I am not very familiar with ggplot and will need time to get familiar with it.
Machine learning is not a must in this project.
years = seq(1975, 2017, 7)
milkproduct <- milkproductfacts %>%
filter(year %in% years) %>%
gather(product, lbs, fluid_milk:dry_whey) %>%
mutate(product = fct_collapse(product,
"dry_milk" = c("dry_whole_milk", "dry_nonfat_milk", "dry_buttermilk"),
"evap_milk" = c("evap_cnd_canned_whole_milk", "evap_cnd_bulk_whole_milk",
"evap_cnd_bulk_and_can_skim_milk"),
"cheese" = c("cheese_american", "cheese_other", "cheese_cottage"),
"ice_cream" = c("frozen_ice_cream_regular", "frozen_ice_cream_reduced_fat")
)) %>%
group_by(year, product) %>%
summarise(lbs = sum(lbs)) %>%
ungroup()
products <- c("butter", "cheese", "fluid_milk", "fluid_yogurt", "ice_cream")

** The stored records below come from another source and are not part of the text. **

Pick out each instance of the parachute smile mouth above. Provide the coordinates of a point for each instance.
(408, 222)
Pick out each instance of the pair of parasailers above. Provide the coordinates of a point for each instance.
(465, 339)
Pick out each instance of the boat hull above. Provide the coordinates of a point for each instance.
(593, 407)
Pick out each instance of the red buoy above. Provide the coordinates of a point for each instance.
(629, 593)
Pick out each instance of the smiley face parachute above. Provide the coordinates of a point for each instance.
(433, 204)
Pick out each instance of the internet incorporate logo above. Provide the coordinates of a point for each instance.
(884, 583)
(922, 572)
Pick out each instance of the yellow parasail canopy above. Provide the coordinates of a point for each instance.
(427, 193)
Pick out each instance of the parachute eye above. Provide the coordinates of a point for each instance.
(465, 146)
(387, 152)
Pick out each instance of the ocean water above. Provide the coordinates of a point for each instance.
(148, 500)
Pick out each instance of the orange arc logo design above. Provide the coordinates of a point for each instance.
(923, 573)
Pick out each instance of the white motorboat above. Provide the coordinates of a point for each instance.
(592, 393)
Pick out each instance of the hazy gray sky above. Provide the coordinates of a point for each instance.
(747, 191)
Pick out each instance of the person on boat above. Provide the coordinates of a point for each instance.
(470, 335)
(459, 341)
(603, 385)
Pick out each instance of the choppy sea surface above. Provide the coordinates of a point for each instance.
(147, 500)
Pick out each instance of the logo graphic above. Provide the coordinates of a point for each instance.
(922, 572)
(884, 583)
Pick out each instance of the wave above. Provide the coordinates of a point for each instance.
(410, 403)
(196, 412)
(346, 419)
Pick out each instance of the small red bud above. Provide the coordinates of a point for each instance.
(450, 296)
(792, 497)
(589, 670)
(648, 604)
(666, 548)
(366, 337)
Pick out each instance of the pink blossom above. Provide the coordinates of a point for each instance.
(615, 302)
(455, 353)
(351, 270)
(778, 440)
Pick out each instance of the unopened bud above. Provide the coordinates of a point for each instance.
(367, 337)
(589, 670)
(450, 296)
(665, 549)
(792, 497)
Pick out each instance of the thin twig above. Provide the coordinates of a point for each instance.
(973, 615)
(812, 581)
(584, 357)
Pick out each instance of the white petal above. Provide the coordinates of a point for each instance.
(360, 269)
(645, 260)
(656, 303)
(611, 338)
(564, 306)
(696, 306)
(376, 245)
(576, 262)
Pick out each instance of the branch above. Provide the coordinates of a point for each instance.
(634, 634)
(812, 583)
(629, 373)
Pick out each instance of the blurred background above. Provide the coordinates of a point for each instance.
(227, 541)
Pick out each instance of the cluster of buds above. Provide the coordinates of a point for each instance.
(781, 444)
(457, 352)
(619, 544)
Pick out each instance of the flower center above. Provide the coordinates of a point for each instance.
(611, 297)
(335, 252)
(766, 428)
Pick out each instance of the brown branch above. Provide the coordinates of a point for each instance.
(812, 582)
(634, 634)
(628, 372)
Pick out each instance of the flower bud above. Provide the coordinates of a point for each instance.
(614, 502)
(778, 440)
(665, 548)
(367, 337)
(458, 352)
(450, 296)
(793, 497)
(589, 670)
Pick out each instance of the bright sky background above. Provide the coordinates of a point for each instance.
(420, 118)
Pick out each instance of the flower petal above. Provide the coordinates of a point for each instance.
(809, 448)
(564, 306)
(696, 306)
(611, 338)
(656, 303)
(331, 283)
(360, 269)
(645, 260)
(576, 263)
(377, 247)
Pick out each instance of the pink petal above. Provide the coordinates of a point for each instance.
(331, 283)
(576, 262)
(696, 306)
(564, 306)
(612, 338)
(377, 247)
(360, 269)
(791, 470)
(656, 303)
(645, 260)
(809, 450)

names <- str_replace(str_to_title(str_remove(products, pattern = "fluid_")), "_", " ")
milk_product_merged <- milkproduct %>%
filter(product %in% products) %>%
mutate(product = factor(product, labels = names))
milk_product_merged %>%
ggplot(aes(x = year, y = lbs, fill = product, group = product)) +
facet_wrap(~product, nrow = 2) +
geom_hline(yintercept = 0) +
geom_area() +
labs(title = "Milk consumption Trend in (lbs) between 1975-2017") +
theme(legend.position = "none",
axis.text.x = element_blank(),
axis.text.y = element_blank())
milk_product_merged %>%
filter(year == 1975 | year == 2017) %>%
ggplot(aes(x = product, y = lbs, fill = as.factor(year))) +
geom_hline(yintercept = 0, size = 1)+
geom_bar(position = "dodge",stat = "identity") +
labs(title = "Consumer Preference", subtitle = "Avg. consumption per person", xlab="milk_products", ylab="avg.consumption") +
scale_fill_manual(values = c("#4393C3", "#D6604D"))
cor_matrix <- cor(subset(milkcowfacts, select = -c(year))) %>%
round(2) %>%
corrplot(type = "lower", order = "hclust",
tl.col = "black", tl.srt = 45)
Milk industry needs some transformation to find new profit points. Which product line we should invest more to earn more profit?
Which product lines need to drease or stop investing in?
What are the factors that affect the milk price most?
For Q1 and Q2, I merged the columns of the milkproductfacts dataset to “Butter”, “Cheese”, “Milk”, “Yogort”, “Ice Cream”. Then I used ggplot to visualize these products’ consumption from 1975 - 2017 to find the polularity of these products.
For Q3, to answer this question, I used function corrplot(), in the package of the same name, creates a graphical display of a correlation matrix, highlighting the most correlated variables in a data table.
Positive correlations are displayed in blue and negative correlations in red color. The color intensity and the size of the circle are proportional to the correlation coefficients. In the right side of the correlogram, the legend color shows the correlation coefficients and the corresponding colors.
I notice that the average milk price has a positive correlation with milk per cow and milk production. I am really suspicious about this as it violates market discipline.
Cheese and yogurt comsuptions are going up throughout the years. These are the sun-rising products which we should invest in.
Milk and icecream product comsumptions have been decreasing all the time. The icecream product line is the one which we should decrease investment size. Although milk product comsumption is also downsizing; it is the heart of the industry. We may consider using more milk to produce more cheese and yogurt instead of sell milk directly to the market.
By reading the correlation matrix, we can find the correlation between avg_price_milk and other factors. The milk feed price ratio and slaughter cow price are the factors affect milk price most. The milk production company should give more attention to these two factors.
One of the concerns I have is that my data is not sufficient to provide detailed insight due to the size limit of the data. This issue affects my correlation conclusion a lot. I am wondering if the conclusion is actually meaningful.
Additionally, I wish I could have more time and energy to build a multi-linear regression model for the milkcowfacts dataset. I came up with this idea just a few minutes ago. It is a pity that I don’t have sufficient time to complete this part. I believe it will be very interesting to learn what factors affected milk price most.